While it’s true, type 1 diabetes occurs majorly in young kids, it’s a myth that adults can’t have type 1 diabetes. I later realised that a simple C peptide test would have helped to determine if I was a T1D or not.
If I had to describe my journey with diabetes in a sentence I would say, I had to unlearn life to relearn to live with diabetes.
My diagnosis and the subsequent confusion about type 1 vs type 2 made me lose a couple of months at work. The first day I went back to work after my diagnosis, it hit me just how much had changed and would continue to change.

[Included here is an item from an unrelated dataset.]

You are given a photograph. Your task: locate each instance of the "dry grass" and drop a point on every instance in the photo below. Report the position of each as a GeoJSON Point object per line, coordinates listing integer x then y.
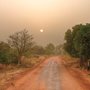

When my fellow workers decided to go out for the usual Wednesday Dominos lunch I knew as much as I tried, things had changed majorly. And over the next few months, every new day brought with it a new learning. And hence I said, I have had to unlearn everything about life I had learnt so far to relearn to live with diabetes.
I struggled to align my career with diabetes management and failed at first. When I chose my profession as a 14 year old, I didn’t have a broken pancreas to factor in. But post diagnosis, I was in a soup. Everything I had been working towards for the last couple of years didn’t entirely align with what living with diabetes entailed. And it took me a while to even understand that. My parents who had always placed all the focus on helping me grow in my career now focused on getting me “settled” (you heard all about it in the December rant here). Needless to say, I had to literally fight to get my way here as well. And I am so glad I did!
And since I haven’t met too many adult diagnosis T1s, every time I meet a new T1, despite living with the same condition, I find it hard to relate with them completely.
I have always wondered, would it have been any easier had I also been diagnosed as a kid?
I am not saying that it doesn’t have its own share of struggles (living without popping gems in your mouth at your whim, I don’t even know how I could have lived my teens without hogging on Nirula’s ice cream sundaes as my girlfriends and I discussed our crushes and math exam passing strategy), but I still wonder would that have made any difference in the career or life choices I had made? As a 14 year old, I thought I knew my calling was to be a CA. My father, a practicing CA himself made it his dream too. For close to 4 years, he became the wind beneath my wings as I pursued a regular undergrad college degree and slogged it in my internship at office for 4 years. There was no way I could have pulled that off with diabetes management as a side job. Technically I was doing two jobs anyway. Hence I often wonder about the timing of how things unfolded. When I was diagnosed, I was on a study burnout, contemplating my career choices (you know how they say you are too young to be in love at 14, turns out it holds true for career choices as well!)
It’s taken me this long to make peace with everything that went down. I took my time to figure out a career, my happiness, my people, and I still continue to figure things out. I am not saying that maturity is a virtue I have mastered but being diagnosed in my 20’s meant that I had certain control with regards to food, exercise(!) or the life choices. Knowing the person I was back in school, pretty sure I wouldn’t have made it out alive being a diabetic. But then it would have helped because I might have picked a career (or made better life choices in general) that would have aligned with diabetes management much more easily than what I aspired. There are always pros and cons to the entire situation.
So as of today, unlike a lot of people I have spoken to from the awesome community I call my T1D family, I don’t think I have any regrets about the last 4.5 years. I have done things I am pretty sure I wouldn’t have done otherwise (I willingly go for walks/runs now! I even ran at the Type One Run Pune! It’s not normal, I am telling you guys). I am liking who I am becoming. I feel like I have been handed down a perfect deal. Like I have had best of both worlds. And unlike what people say, I am loving and living my life. A lot better, if that helps!